In the progression-free group, longer-term safety findings included two second primary malignancies (both solid tumors), two neurologic adverse events, and four grade 3 or greater infections, while there were no new cases of parkinsonism or cranial nerve palsies.
One limitation was that, after rollover into CARTinue, a 15-year postinfusion follow-up study, assessments followed local standard of care rather than centralized testing, potentially reducing uniform long-term data to identify predictors of response or progression. However, disease progression and survival status are reported at least annually.

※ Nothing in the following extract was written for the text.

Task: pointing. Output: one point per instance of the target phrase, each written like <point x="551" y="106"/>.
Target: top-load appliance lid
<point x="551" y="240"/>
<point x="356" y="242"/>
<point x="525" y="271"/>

This study showed that approximately one-third of patients remained in remission after five or more years after a single cilta-cel infusion without maintenance therapy in patients with heavily pretreated RRMM. Long-term remission occurred across clinical risk strata, as patients with high-risk cytogenetics and those with extramedullary plasmacytomas were similarly likely to be progression-free as those without these features. PFS was associated with a fitter immune phenotype and a higher E:T ratio at peak expansion. The proportion of patients achieving minimal residual disease negativity at the protocol-specified threshold was higher with cilta-cel in CARTITUDE-4 versus CARTITUDE-1 (73% vs. 59%), suggesting that earlier use could increase the proportion of patients who experience extended treatment-free remissions. To the authors’ knowledge, this study was the longest study follow-up after CAR-T therapy in MM, and the results potentially provide the first evidence that cilta-cel could be curative in RRMM.
Reference
- Jagannath S, Martin TG, Lin Y, et al. Long-term (≥5-year) remission and survival after treatment with ciltacabtagene autoleucel in CARTITUDE-1 patients with relapsed/refractory multiple myeloma. J Clin Oncol. 2025;43(25):2766–2771.